General (rtd.) Talat Masood
Former General, Defence Analyst
Again, it’s very important for there to be representation of all the power centres in the post-withdrawal
period. That doesn’t seem to be the case as of now, because the present Karzai government is represented
by Tajiks and Uzbeks, rather than Pashtuns, in the real sense. It also has to acquire national character, and
the major ethnic community has to be associated with it. If that doesn’t happen then it is very likely that
Isaf and the American forces will withdraw, and the Taliban will fill the ranks. Corruption and governance
are also very important factors. Corruption will have to be controlled and governance has to be improved
in order to truly achieve any tangible results and get the people’s support, who will then be in a position
to support a future government. Otherwise they will lean on the Taliban or other local power centres.
3. What are Pakistan’s stakes in the endgame of this conflict? Should Islamabad review its
own strategy?
Ayaz Wazir
Former Ambassador
Obviously Islamabad has to seriously reconsider its policy towards Afghanistan. Islamabad and Rawalpindi
are not very serious about a policy towards the tribal areas of Pakistan, what to say of Afghanistan? The
tribal areas of Pakistan cannot be totally separated from the issue. If conditions are good in Afghanistan,
it will bring stability to FATA and vice versa. Pakistan has to seriously re-evaluate its policy towards
Afghanistan and particular emphasis has to be laid on reviewing its own tribal areas. Political leaders also
have to come into the field regarding FATA, which they have left to the army to handle for so many years
Mosharraf Zaidi
Analyst
There is no endgame in Afghanistan for Pakistan. Pakistan is situated in a location that makes a strong and
vibrant relationship between the two countries an essential ingredient to the mix of regional conditions
that could be described as stable, secure and prosperous. Both the weak Afghan state and the everweakening Pakistani state have a fundamental interest in pursuing stability, security and prosperity for
their people. Islamabad has allowed Rawalpindi, and a range of global capitals that includes Washington
D.C., Riyadh and London to consistently influence the shape of Pakistan-Afghanistan relations. The time
has come for infusing this relationship with facts and reason.
The bonds of fraternity between Afghans and Pakistanis are infinitely more powerful instruments of
foreign policy for both countries than the various ideologies injected into the narrative “” be they Islamist,
non-Islamist, nationalist, or Westernised. Millions of Afghans have roots and interests in Pakistan, and
reasonable leaders in Afghanistan have always expressed deep and sincere gratitude for Pakistan’s open
doors towards the Afghan people.
Linguistic, cultural, tribal and geographical bonds between the two countries are also not subject to
external factors. They predate conflict, and will exist long after the dust has settled.
Islamabad must invest in a constitutional government in Afghanistan that is a product of democratic
processes, as the current government is. It must encourage its friends in Afghanistan to reconcile and
make common cause with the constitutional government, and to eventually participate in formal politics.
Pakistan must support economic growth in Afghanistan, and allow special access to Afghan citizens to visit
Pakistan, live in Pakistan, do business with Pakistan, and learn and seek health in Pakistan.
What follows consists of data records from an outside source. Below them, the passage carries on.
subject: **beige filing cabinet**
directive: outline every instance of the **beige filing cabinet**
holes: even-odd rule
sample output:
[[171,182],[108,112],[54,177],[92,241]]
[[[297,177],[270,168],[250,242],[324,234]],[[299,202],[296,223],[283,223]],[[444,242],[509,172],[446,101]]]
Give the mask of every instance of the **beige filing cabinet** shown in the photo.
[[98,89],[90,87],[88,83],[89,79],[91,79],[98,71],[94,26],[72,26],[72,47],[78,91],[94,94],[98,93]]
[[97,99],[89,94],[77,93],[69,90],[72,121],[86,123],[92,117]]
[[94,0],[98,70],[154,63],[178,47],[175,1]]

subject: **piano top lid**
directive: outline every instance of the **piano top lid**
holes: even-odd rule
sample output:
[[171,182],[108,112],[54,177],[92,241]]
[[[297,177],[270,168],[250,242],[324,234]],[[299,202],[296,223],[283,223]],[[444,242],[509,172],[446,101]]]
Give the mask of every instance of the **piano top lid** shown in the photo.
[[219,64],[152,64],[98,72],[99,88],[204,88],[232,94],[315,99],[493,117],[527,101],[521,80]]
None of this requires Pakistan to concede its legitimate concerns about Indian hegemony in the region.
However, imposing Pakistani fears onto the relationship with Afghanistan is a toxic policy posture that can
only do damage to long-term prospects for stability in the region.
General (rtd.) Talat Masood
Former General, Defence Analyst
Pakistan has to work as much as possible with the international community to see that Afghanistan is
stable, because the future of Pakistan’s stability is linked with Afghanistan’s stability. Pakistan should work
in a cooperative and positive mode. In case Afghanistan slips into anarchy after the withdrawal, then
Pakistan should take all measures to contain the situation and ensure that Pakistan suffers as little damage
as possible. We should be guarded and protected against adverse consequences if this situation arises.